Friday, January 23, 2015

faith and trust

"I am not skilled to understand

What God has willed, what God has planned

I only know at his right hand

Stands one who is my Savior'- my savior my God

Since I live day to day and week by week I will tell you about this week. First of all, I had 3 horrible days but I don't want to focus on that right now. I have been given blessings beyond what I could have imagined for my current physical state. I am learning just how much God gives even when He is taking things away from us. He takes things away for a reason and I have begun to get more and more God given glimpses into His master plan for my life and this trial. I find peace in what He has given me by providing me with so much support from those around me and at times I can just feel Him saying "I got this. It will be okay. It will end. I am He." Faith and trust are two very different things that I feel like people lump into one. I have complete faith in my God, He is faithful and has never failed before and never will but what I struggle with is trust. Trust as in a reliance that won't be shaken. I fall so short when it comes to allowing God to completely take this trial that He has allowed in my life and do with me as He pleases.
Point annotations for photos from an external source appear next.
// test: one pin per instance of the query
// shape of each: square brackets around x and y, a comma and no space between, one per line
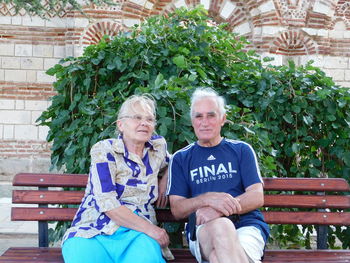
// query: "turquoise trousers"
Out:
[124,246]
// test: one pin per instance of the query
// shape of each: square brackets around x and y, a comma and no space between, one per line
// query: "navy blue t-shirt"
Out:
[229,167]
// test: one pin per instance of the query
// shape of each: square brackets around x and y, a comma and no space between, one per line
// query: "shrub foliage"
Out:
[296,118]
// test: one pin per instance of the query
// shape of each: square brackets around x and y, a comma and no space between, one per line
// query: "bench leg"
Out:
[322,233]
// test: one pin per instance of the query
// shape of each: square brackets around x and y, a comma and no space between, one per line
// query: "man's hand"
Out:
[206,214]
[158,234]
[222,202]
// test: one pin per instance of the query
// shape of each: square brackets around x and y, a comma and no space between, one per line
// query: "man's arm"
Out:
[224,203]
[252,198]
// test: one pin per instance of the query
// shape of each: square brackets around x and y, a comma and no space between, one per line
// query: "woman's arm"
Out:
[126,218]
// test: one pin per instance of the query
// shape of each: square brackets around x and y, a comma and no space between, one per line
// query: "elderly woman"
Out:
[116,220]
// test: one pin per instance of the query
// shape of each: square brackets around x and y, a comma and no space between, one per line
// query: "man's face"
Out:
[207,121]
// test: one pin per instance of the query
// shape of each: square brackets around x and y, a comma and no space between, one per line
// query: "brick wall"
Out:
[297,30]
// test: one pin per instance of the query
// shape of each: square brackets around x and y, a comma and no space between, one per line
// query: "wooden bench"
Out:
[321,202]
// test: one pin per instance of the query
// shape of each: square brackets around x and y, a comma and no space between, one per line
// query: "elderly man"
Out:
[218,181]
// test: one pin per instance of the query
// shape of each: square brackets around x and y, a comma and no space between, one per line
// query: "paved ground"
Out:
[14,233]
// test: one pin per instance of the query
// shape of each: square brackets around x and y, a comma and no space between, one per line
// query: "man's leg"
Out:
[219,242]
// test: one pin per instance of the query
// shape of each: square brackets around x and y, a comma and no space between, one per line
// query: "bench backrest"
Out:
[320,201]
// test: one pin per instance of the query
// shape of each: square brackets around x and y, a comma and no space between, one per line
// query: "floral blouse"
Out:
[118,177]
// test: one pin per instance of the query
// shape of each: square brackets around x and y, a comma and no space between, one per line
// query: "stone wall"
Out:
[297,30]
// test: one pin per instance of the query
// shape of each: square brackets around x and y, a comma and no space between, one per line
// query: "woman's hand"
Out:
[162,200]
[158,234]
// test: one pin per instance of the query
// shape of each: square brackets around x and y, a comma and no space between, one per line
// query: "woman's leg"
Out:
[87,250]
[130,246]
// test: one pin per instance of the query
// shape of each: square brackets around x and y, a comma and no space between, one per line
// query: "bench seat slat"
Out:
[50,180]
[46,197]
[306,184]
[75,197]
[18,254]
[270,184]
[308,218]
[271,217]
[308,201]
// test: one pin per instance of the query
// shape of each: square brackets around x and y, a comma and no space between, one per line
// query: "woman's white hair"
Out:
[145,101]
[204,93]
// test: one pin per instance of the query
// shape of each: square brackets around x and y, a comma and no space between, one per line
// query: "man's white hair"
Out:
[204,93]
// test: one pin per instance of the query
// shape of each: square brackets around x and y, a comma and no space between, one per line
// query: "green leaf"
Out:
[180,61]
Every time I get knocked down in this journey I come back up with a tiny bit more trust (reliance) on God to handle everything. Having faith is the easy part but we are also to trust in the one who granted us life and gives and takes away. I have no clue what is happening with my life and to me it feels like it is falling apart but I have faith He will pick up the pieces and put them together how He designed it to be. I can pretend I got it all together until all the grandmas in the world get hit by reindeer (it was oddly the first thing that popped into my head. Don't judge me!) but the reality is I have nothing. Separate from God I have and I am nothing. A lost person searching for home. I cannot heal myself and I must develop the trust to where I have faith that He is doing all of this for a reason and has a plan for it all even if it is not healing on this earth.

God has worked in some super mysterious ways in my life up until this point and I have no reason to think He will stop now. I made it through another week and that is something to be thankful for. God is good even when we don't feel Him or trust Him; that faith that we found God with is still there as a gift if we choose to us it. I am done sulking in self pity now and have decided to open that gift and see what God has in store for my life no matter how different it may be from my personal hopes and dreams. My life is God's story, not mine so let's do this.